I found intriguing answers to these questions in a few pieces of news this week. One, authored by Michael Moody and published in the Nonprofit Quarterly blog, explored the issue mentioned above — whether it’s most helpful to consider philanthropy solely in the dualistic terms of the state and market. Moody argues that the dualist perspective might not be the most helpful, and suggests focusing instead on the positive and unique attributes that philanthropy offers as a field. Consider his short-list of things that philanthropy is uniquely good at:
- Building individual and community capacity
- Raising awareness
- Empowering citizens through engagement
- Facilitating collaboration across social divides or institutional animosities
- Highlighting social injustice
- Experimenting with new solutions (that other sectors might take to scale) and providing the data needed for better decisions by all sectors
I agree with this list, and I think most would agree that each attribute represents an important contribution to social improvement. However, another example of philanthropy in the news this week offers a different attribute, one that focuses on the levity and joy integral to successful philanthropic work.
The Chronicle of Philanthropy recently published a feature on the Awesome Foundation.
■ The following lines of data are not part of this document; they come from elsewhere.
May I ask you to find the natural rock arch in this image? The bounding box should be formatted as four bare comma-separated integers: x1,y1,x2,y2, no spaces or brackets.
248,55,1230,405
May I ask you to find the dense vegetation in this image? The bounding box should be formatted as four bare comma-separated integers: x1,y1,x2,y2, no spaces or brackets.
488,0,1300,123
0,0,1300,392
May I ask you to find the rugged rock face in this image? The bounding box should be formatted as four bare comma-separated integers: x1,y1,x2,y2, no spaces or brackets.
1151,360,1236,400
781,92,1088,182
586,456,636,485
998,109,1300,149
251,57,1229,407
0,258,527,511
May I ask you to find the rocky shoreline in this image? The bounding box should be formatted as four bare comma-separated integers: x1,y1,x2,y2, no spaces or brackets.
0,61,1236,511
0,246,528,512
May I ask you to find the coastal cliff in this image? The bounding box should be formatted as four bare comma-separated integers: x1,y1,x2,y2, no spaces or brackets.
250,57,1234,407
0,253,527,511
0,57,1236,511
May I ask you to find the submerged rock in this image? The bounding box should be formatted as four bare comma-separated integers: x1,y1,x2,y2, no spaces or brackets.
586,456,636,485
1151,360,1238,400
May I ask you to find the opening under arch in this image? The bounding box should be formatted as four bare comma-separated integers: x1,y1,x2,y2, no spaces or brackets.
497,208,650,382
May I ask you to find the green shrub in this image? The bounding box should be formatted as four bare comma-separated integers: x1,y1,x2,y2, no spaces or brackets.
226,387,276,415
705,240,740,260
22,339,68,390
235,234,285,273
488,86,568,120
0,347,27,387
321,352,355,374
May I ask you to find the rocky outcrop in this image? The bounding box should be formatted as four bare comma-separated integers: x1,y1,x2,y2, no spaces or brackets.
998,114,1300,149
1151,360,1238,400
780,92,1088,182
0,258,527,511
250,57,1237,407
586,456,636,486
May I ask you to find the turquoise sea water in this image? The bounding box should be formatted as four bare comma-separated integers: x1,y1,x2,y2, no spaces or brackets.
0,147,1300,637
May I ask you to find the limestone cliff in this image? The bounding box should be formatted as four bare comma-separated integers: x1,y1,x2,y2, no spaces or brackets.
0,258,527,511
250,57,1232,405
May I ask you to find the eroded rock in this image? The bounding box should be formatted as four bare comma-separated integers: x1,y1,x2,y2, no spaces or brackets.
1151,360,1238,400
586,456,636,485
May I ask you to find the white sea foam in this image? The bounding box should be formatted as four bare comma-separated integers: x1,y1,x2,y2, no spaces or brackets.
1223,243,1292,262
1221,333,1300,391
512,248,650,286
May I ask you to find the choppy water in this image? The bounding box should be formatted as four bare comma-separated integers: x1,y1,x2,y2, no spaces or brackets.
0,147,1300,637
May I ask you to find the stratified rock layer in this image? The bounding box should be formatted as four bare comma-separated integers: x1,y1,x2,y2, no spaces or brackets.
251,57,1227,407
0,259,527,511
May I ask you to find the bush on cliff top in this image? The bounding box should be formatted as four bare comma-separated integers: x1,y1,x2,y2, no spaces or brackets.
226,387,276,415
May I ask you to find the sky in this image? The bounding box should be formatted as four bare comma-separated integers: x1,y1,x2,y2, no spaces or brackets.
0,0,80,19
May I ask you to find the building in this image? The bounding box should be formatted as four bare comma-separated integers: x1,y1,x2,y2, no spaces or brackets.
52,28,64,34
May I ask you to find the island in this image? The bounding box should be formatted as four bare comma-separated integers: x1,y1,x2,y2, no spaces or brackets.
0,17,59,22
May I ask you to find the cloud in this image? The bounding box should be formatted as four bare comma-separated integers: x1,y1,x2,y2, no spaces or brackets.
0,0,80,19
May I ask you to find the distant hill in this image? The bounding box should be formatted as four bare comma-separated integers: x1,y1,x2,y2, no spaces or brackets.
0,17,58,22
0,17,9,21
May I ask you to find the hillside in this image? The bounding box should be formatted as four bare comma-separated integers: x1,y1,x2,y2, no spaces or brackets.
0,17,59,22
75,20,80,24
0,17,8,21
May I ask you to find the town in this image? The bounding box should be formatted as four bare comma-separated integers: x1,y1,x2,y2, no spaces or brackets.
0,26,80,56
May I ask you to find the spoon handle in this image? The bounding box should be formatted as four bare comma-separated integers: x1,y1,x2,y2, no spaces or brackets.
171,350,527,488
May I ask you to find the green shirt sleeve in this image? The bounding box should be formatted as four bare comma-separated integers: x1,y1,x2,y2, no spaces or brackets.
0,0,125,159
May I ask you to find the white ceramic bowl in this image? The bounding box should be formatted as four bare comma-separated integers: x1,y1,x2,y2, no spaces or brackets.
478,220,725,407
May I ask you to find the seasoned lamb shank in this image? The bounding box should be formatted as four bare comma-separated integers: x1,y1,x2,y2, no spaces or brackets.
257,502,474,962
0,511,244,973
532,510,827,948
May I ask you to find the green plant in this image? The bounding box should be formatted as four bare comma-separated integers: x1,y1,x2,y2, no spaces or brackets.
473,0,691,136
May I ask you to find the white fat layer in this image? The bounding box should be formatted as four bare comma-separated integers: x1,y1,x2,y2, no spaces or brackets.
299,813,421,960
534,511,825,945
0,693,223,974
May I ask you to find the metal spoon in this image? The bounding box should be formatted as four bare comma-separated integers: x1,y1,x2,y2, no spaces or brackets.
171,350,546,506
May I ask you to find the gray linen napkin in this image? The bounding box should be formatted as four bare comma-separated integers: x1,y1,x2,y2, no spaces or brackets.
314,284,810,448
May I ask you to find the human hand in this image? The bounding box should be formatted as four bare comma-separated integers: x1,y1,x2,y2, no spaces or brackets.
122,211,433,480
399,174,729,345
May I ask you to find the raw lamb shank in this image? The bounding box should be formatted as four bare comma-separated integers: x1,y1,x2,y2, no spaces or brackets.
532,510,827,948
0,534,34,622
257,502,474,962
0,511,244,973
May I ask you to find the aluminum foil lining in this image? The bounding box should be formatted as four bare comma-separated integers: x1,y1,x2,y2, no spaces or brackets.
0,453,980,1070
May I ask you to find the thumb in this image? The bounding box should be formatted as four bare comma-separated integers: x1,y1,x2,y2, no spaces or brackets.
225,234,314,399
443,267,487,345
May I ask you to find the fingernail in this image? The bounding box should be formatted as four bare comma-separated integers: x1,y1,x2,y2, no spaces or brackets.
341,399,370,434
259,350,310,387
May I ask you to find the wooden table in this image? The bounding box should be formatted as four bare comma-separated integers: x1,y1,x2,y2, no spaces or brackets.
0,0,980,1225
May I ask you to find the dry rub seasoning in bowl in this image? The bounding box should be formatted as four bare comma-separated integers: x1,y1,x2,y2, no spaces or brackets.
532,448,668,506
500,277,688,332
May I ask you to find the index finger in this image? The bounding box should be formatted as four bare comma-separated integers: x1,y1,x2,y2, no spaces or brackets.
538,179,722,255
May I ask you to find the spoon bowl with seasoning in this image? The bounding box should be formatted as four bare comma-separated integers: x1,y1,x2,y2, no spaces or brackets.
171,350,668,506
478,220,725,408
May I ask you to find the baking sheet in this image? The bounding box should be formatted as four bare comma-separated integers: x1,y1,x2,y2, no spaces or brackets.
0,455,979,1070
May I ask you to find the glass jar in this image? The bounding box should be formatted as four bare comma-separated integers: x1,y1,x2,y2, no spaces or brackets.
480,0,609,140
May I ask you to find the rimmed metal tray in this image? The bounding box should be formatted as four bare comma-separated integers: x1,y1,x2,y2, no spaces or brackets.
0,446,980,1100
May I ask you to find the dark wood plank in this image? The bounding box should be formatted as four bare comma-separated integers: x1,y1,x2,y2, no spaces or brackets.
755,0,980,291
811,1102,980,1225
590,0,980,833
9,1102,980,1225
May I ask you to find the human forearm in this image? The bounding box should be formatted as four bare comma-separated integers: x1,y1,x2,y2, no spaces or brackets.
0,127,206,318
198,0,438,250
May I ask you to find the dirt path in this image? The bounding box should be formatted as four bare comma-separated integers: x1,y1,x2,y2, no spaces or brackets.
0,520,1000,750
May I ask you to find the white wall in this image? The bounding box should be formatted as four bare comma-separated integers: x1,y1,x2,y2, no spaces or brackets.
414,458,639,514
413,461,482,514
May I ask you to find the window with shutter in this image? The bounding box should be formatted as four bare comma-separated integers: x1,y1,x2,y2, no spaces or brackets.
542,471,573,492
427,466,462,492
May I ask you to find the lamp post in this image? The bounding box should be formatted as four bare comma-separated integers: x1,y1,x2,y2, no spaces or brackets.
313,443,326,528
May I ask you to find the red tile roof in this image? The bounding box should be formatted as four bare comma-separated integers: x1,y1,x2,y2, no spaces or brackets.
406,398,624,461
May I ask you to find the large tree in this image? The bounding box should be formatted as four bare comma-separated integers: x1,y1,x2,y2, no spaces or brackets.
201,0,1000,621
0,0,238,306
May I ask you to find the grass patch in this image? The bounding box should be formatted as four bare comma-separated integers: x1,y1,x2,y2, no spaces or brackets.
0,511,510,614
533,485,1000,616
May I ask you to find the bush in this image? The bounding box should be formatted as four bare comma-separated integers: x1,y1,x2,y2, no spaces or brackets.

This three-year-old foundation was created with the goal of funding small-scale projects that simply “forwarded the interest of awesomeness in the universe.” Since its inception, the Awesome Foundation has attracted widespread attention and support, including grants from major national foundations. While the concept of ‘awesomeness’ is open to interpretation, founder Tim Hwang “likes to think of ‘awesomeness’ as having the capacity to surprise and delight.”
In addition, around half of the projects funded by the foundation now address pressing social issues, from hygiene and sanitation in Africa to food (in)security around the world. While its professed mission might sound too lighthearted for serious thought, the Awesome Foundation clearly meets a need in society that neither government nor businesses exist to fill — and in doing so, expands the idea of what creative philanthropy can contribute to society. After all, who can’t use a bit more “surprise and delight” in their life?